Utilizing a controversial technique, pioneering scientist John Zhang and his team from New Hope Fertility Center recently helped a couple have a baby with the genetic assistance of a third party, according to New Scientist. While this technique has only been approved in the UK, the birth of this child took place in Mexico to Jordanian parents. The results were a baby boy, born on April 6 of this year.
The boy's mother carries genes for Leigh syndrome, a rare genetic neurometabolic disorder that is characterized by the degeneration of the central nervous system. This mutation is contained in the mitochondrial DNA, which is passed down on the maternal line.
Zhang used a process spindle transfer. The nucleus from one of the mother's eggs was removed and inserted into the egg of a donor, which had had its own nucleus removed. This ensured the egg contained the nuclear DNA of the mother and the healthy mitochondrial DNA of the donor. The egg was fertilized with the father's sperm, and implanted in the mother's womb to develop normally.

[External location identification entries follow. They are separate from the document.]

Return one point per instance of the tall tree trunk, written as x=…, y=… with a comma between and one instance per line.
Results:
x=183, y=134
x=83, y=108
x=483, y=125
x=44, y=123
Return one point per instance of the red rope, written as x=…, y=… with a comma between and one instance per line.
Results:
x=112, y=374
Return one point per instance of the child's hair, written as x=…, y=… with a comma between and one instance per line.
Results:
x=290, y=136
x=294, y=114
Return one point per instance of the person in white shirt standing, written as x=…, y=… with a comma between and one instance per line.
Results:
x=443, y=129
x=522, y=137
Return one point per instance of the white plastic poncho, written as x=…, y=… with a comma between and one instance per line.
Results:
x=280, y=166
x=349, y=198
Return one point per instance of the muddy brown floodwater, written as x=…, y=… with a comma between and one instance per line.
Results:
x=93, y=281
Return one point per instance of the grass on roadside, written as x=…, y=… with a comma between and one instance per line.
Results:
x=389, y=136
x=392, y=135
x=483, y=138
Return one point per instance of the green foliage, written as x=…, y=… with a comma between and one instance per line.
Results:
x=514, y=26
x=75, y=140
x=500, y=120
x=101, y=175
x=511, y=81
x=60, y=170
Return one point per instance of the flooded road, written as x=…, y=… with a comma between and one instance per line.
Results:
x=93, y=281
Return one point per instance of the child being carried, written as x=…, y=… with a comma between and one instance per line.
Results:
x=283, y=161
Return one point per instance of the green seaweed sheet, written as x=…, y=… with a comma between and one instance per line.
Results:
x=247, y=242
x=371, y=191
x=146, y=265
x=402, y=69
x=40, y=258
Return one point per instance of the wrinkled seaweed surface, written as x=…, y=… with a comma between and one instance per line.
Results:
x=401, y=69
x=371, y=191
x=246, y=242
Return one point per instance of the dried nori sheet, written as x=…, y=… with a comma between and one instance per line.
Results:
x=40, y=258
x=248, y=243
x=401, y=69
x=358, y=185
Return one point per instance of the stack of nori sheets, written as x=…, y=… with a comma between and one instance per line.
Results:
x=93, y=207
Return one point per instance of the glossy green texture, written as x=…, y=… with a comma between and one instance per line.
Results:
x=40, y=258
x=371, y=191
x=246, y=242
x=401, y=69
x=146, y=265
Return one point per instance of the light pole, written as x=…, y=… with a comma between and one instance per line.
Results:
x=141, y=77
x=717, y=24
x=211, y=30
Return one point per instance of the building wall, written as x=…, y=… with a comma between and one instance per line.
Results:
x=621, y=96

While the baby's mitochondrial DNA does show that he carries the mutation for Leigh syndrome, it is a very small amount (only about 1%), which doctors hope is too small to actually produce symptoms, according to IFLScience.com. Thery also report that the fact that this baby is male is an advantage in this case, "as it means he won't pass on this mitochondrial DNA to any children he may have in the future."
Although the moral and ethical implications of this procedure are controversial, Zhang is adamant that he made the right choice, New Scientist reports. "To save lives is the ethical thing to do," he said.